補足2。何故光は光速で飛べるのか?
「全ての物体は光速を超える事は出来ない」と、何度も述べました。
しかし、実際には、光速になる事すら、不可能なのです。
では、ここで1つの疑問が浮かびます。
「何故、光は光速になる事が出来るのか?」
物体が光速になれない理由は、「無限大の力が必要だから」と説明しました。
ここで、もう一度、その時出てきた公式E=mcを思い出していただきましょう。
何故光は光速になれるのか? その答えは、この公式をよく見てもらえれば、わかります。
先ほど、「物体の速度が増すと、エネルギーが増す」と言うような事を述べました。
しかし、実はこの説明は正確ではないのです。
正確に説明すると、こうなります。
質量(重さ)のある物体の速度が増すと、エネルギーが増す」
上の公式を見ていただければ、それがわかると思います。
物体の持つエネルギー量は、その物体の「質量」と、「光速の二乗」をかけあわせたもの。
ならば、もし「質量ゼロ」の物体があったら…?
ゼロは、何をかけてもゼロのまま。それが90億と言う莫大な数字でも、同じ事です。
つまり、質量ゼロの物体は、エネルギーもゼロなのです。
エネルギーがゼロと言う事は、加速させるために必要なエネルギーも、ゼロ。
そして、全ての物体が光速を超えられない理由は、「無限大の力が必要だから」でした。
もうおわかりですね?
そう、光が光速になれる理由、それは、
「光には質量が無いから」
なのです。
実際には、ここで言う「質量」とは、「静止質量」の事を指します。
静止質量とは、止まっている状態での質量の事。動き始めたら、質量があるかもしれない、と言う事です。

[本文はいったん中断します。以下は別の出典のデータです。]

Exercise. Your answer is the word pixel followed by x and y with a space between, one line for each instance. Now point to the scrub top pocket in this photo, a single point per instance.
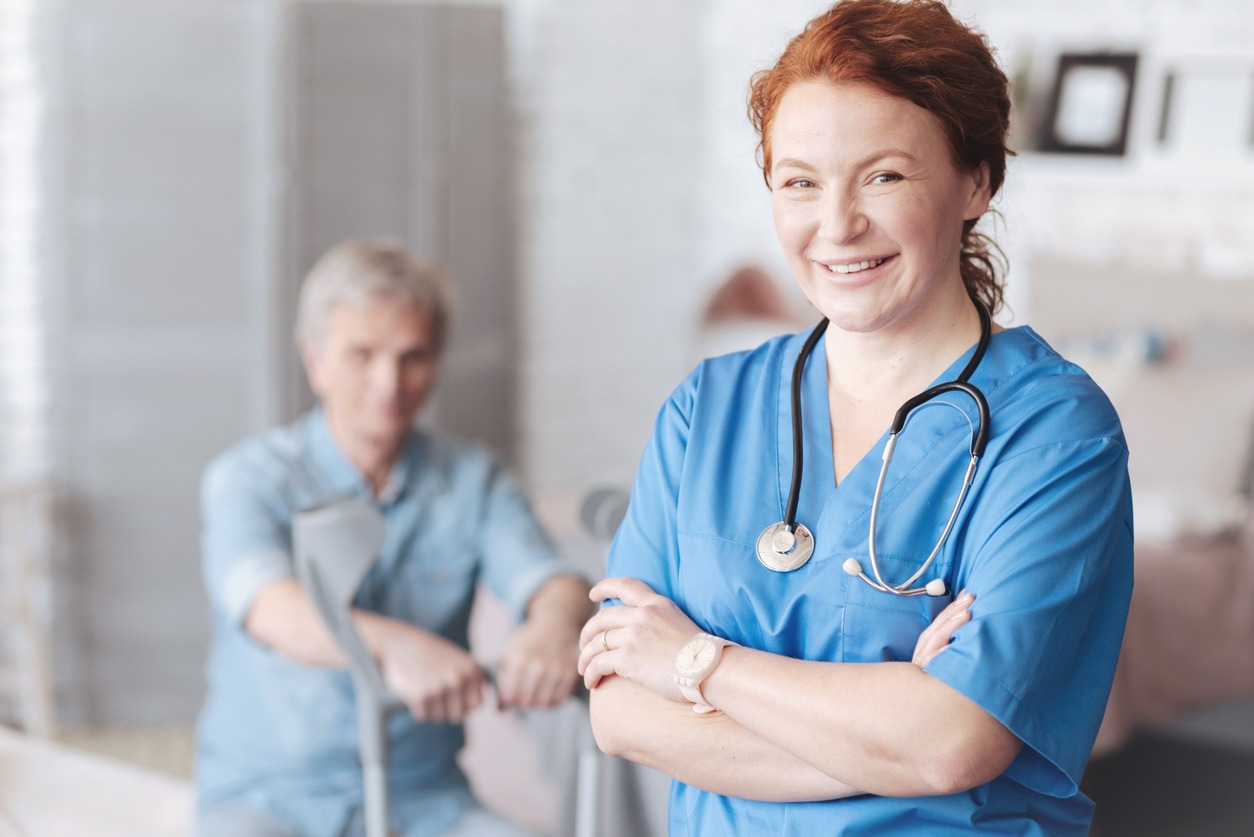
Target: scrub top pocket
pixel 880 626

微妙な言い回しですが、質量ゼロのはずの光にも、「エネルギー」は存在します(「光エネルギー」と呼ばれています)。
電子レンジで物が温まるのも、太陽の光が暖かいのも、リモコンでテレビが操作できるのも、全ては光エネルギーのおかげ。
この矛盾を解決するために、「静止質量」と言う言葉を使うのです。
つまり、「少なくとも止まった状態では質量は無い。しかし、エネルギーがあるのだから、動き始めたら質量を持つのかもしれない」と言うような意味合いなわけです。
また、「光には質量が無い」と断言してしまいましたが、正確には、まだあるかないかはわかっていません。
つまり、「光が光速になれる以上、光に質量がないと考えなければ、理論的におかしい」と言う事なのです。